This is a very different matter. The mere sense of superiority is not something in which any special policy can be recommended, because it is there and cannot be remedied. It is part of the whole position. But it is possible to restrain its expression. For that purpose it is of value to define it, to put it upon record and to estimate its effect upon our issue.

The Jew individually feels himself superior to his non-Jewish contemporary and neighbour of whatever race, and particularly of our race; the Jew feels his nation immeasurably superior to any other human community, and particularly to our modern national communities in Europe.

The frank statement of so simple and fundamental a truth is rarely made. It will sound, I fear, shocking in many ears. To many others it will sound not so much shocking as comic, and to many more stupefying.

The idea that the Jew should think himself our superior is something so incomprehensible to us that we forget the existence of the feeling. If it be constantly reiterated, for the purpose of dealing with this great political difficulty, it is perhaps reluctantly admitted, but still held as sort of abnormal, bewildering truth. I contend that the forgetfulness of that truth, the attempt to solve the problem without that truth remaining constant and fixed in the mind of the statesman, is in a very large measure the cause of our failure in the past; and that the way the Jew openly acts upon it in gesture, tone, manner, social assertion, is a very important factor in the quarrel between his race and ours.

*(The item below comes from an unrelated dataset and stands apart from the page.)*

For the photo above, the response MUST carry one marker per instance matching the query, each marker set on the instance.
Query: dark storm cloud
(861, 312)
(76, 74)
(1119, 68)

Consider the attitude of statesmanship in the past towards this vital conflict. In every such attitude I think the Jewish conviction of superiority has been omitted.

For the attitudes taken up by European statesmen in the past towards the alien Jewish element in their midst have always been one of three sorts:—

(1) Either they have acted as though there were no Jewish nation, as though the Jew were merely a private citizen like any other who happened to have peculiar opinions and customs of his own but who was not substantially different from the men around him.

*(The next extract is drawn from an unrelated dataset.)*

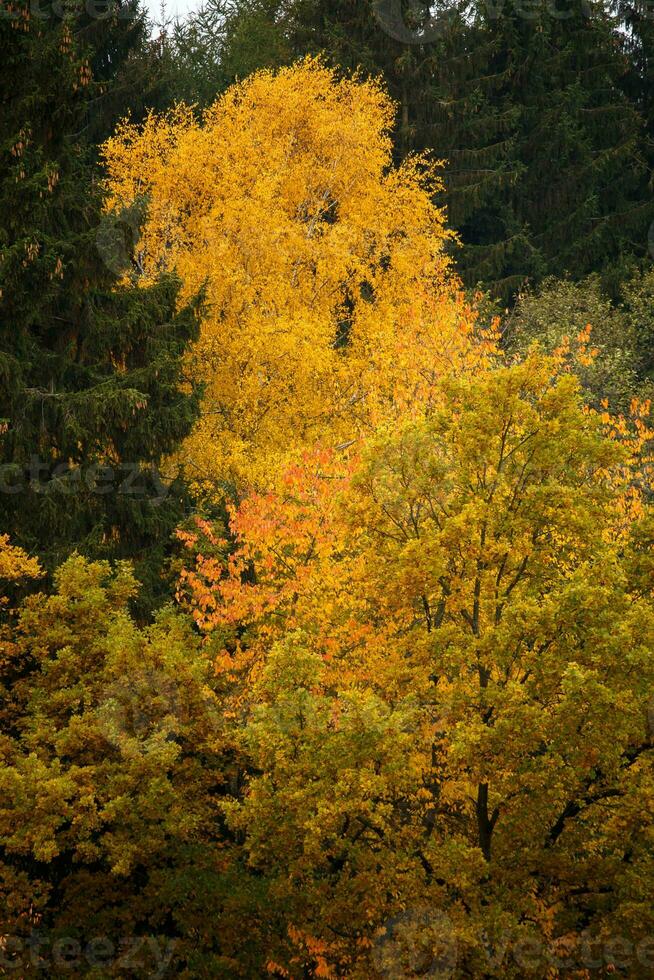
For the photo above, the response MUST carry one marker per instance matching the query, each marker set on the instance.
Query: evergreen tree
(546, 165)
(90, 397)
(547, 172)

(2) Or they have attempted to suppress, or to expel, or to destroy the Jew with ignominy and violence.

(3) Or, while recognizing the existence of the Jewish nation as something separate from their own fellow-nationals whom they have to administrate, the statesmen have tried to arrive at equilibrium by a sort of pact in which Jewish separateness was recognized, but under conditions of disability.

Now in all these three methods there is absent all recognition of the Jewish feeling of superiority.